We must advocate and litigate our rights to a healthy environment
Iowa’s environmental movement might be compared with the civil rights efforts of the 1950s and 1960s, with the general public gradually coming to the realization that they have a fundamental constitutional right to clean water, clean air, and a healthy environment.
Citizens are, indeed, being affected by an issue once dismissed as somebody else’s problem. And these realizations could bring agitation and push-back that ultimately results in major changes.
That’s the premise of Iowa City attorney James Larew, who is assisting citizens who are forming a new nonprofit environmental organization that will advocate and litigate for protection of Iowa’s natural resources.
Larew, in 2012, representing Muscatine citizens and the nonprofit Clean Air Muscatine filed a class action lawsuit, and parallel actions in Iowa District Court and before the Department of Natural Resources (DNR), aimed at significantly reducing air pollution generated by Grain Processing Corporation (GPC).
As a result of the combined actions, GPC reportedly invested $100 million in new cleaner-air technologies, and paid about $50 million in damages to citizens who had alleged that they had been harmed by the corporation’s air pollution. Prior to that, Larew had served on the staff of the late Sen. John Culver in the 1970s, and as a top aide to Gov. Chet Culver from 2007 to 2011.

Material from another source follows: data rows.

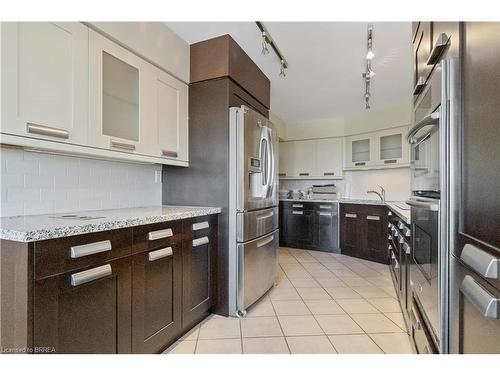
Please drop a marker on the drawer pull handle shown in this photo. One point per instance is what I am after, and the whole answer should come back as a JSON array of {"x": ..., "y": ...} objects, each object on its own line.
[
  {"x": 91, "y": 275},
  {"x": 483, "y": 301},
  {"x": 46, "y": 130},
  {"x": 172, "y": 154},
  {"x": 202, "y": 225},
  {"x": 406, "y": 248},
  {"x": 158, "y": 254},
  {"x": 265, "y": 216},
  {"x": 200, "y": 241},
  {"x": 265, "y": 241},
  {"x": 90, "y": 248},
  {"x": 123, "y": 145},
  {"x": 158, "y": 234},
  {"x": 480, "y": 261}
]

Recent controversies have made Iowans more aware of environmental problems, Larew noted. A massive cattle feedlot, Supreme Beef LLC, was built in the headwaters of Bloody Run Creek, a state-designated “Outstanding Iowa Water,” starting in 2017. The operators paid several fines for water quality violations during construction of the facility.
The owners also were required to develop a new plan to handle manure, after a successful lawsuit by the Iowa Sierra Club and Trout Unlimited challenging the Iowa DNR’s approval of an initial “nutrient management plan.” An Iowa District Court judge ruled that the DNR had unlawfully approved the plan.

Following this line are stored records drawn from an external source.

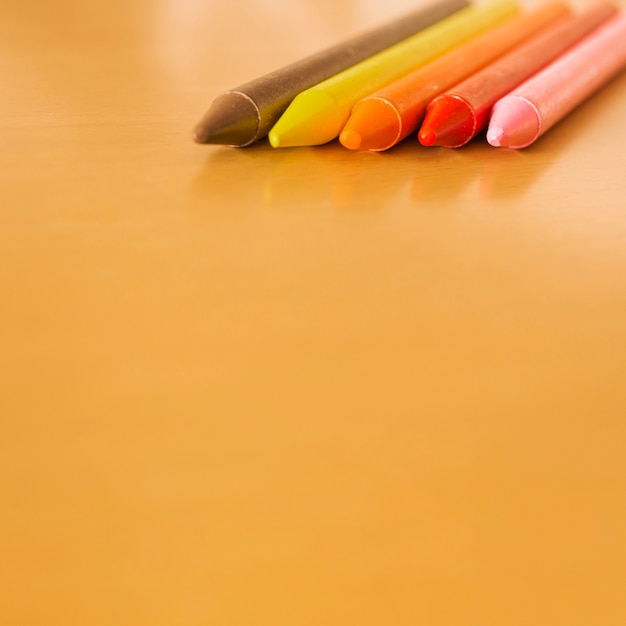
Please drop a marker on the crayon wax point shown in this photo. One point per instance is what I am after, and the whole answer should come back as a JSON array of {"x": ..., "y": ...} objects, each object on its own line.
[
  {"x": 515, "y": 123},
  {"x": 350, "y": 139},
  {"x": 449, "y": 122},
  {"x": 312, "y": 119},
  {"x": 233, "y": 119}
]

The facility now houses more than 8,000 cattle, but Larew, on behalf of the Committee to Save Bloody Run, has launched another legal challenge, this one contesting the validity of a permit the DNR issued to allow the feedlot to use more than 20 million gallons of water per year.
Coincidentally, a report showing Iowa with the second-highest cancer rate of any state in the nation has prompted Iowans to wonder whether chemicals from industrial agriculture could be part of the reason, Larew said. We are developing a new shared cultural language that “it’s just not right to pollute,” he declared.

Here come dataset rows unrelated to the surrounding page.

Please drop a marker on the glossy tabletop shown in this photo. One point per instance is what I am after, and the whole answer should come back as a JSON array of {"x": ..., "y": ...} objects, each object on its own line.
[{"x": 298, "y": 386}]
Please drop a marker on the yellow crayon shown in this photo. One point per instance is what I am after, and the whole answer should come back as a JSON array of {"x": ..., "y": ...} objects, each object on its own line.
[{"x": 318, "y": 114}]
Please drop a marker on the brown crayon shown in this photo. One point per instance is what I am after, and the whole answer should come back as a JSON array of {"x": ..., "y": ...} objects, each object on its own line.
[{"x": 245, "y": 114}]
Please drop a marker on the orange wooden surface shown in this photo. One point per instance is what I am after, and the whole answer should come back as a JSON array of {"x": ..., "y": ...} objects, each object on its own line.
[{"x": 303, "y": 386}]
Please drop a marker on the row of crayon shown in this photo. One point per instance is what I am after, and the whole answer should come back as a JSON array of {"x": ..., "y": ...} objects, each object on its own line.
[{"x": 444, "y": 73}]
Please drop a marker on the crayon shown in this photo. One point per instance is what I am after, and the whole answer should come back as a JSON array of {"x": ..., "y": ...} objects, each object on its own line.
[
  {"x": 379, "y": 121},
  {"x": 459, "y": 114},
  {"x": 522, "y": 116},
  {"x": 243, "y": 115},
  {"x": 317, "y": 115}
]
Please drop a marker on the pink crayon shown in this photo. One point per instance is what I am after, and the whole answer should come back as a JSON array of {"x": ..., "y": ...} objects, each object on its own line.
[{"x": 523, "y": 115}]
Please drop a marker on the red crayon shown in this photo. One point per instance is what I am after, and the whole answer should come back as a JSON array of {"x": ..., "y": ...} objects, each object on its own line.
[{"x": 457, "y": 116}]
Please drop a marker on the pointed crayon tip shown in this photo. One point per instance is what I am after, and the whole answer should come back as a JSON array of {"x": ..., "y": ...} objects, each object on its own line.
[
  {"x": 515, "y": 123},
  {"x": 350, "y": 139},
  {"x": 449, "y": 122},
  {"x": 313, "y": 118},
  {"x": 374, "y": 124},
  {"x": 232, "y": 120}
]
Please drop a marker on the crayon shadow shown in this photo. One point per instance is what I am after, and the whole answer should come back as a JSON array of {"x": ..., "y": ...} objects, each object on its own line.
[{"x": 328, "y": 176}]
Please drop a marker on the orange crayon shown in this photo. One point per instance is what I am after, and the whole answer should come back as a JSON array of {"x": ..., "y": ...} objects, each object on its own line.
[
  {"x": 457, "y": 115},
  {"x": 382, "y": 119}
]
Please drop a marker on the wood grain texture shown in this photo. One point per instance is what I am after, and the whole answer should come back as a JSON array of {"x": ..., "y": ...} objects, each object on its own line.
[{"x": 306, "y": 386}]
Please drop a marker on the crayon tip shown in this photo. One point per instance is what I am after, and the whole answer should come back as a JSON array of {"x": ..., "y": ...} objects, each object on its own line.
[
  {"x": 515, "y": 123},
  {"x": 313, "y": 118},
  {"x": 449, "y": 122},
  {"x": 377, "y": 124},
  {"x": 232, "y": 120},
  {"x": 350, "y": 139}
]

Larew compared Iowans’ awakening awareness of the state’s environmental problems – including laws and power structures that lead to contamination of our water and air – with the Jim Crow south after World War II.
In that era, returning Black soldiers started social hall and church basement conversations about civil rights. That led to events such as Rosa Parks refusing to give up her seat to a white man on a bus; lunch counter sit-ins; and the Bloody Sunday march across the Edmund Pettus Bridge in Selma, Alabama, in 1965. Those actions captured the attention and imagination of a newly aware public, resulting in the civil rights movement that changed our very society.
Iowans’ conversations about our poor water quality and high cancer rates are building support for enforcing current environmental laws — even if the present political climate prevents enacting new and better regulations, Larew said. “The energy is there … it’s kind of an electricity you can feel,” he said. “People suddenly find that there’s a community … a new community.”
Thus, he’s proposing a new environmental nonprofit with “a sharper edge and a narrower focus.” The group would file litigation aimed at forcing polluters and government agencies to recognize people’s legal rights to a clean environment.
Larew conceded that we cannot ignore “powerful forces” — such as industrial agriculture — that may resist efforts to tighten environmental protections. And those forces are applying pressure against scientists and politicians who may challenge the polluters’ status quo.
“I’m waiting for the breakout moment when someone says the truth out loud and then the public comes and supports it,” Larew said. “I believe that providing a platform for some of Iowa’s most thoughtful and effective advocates for environmental improvements will have a positive impact on our state.”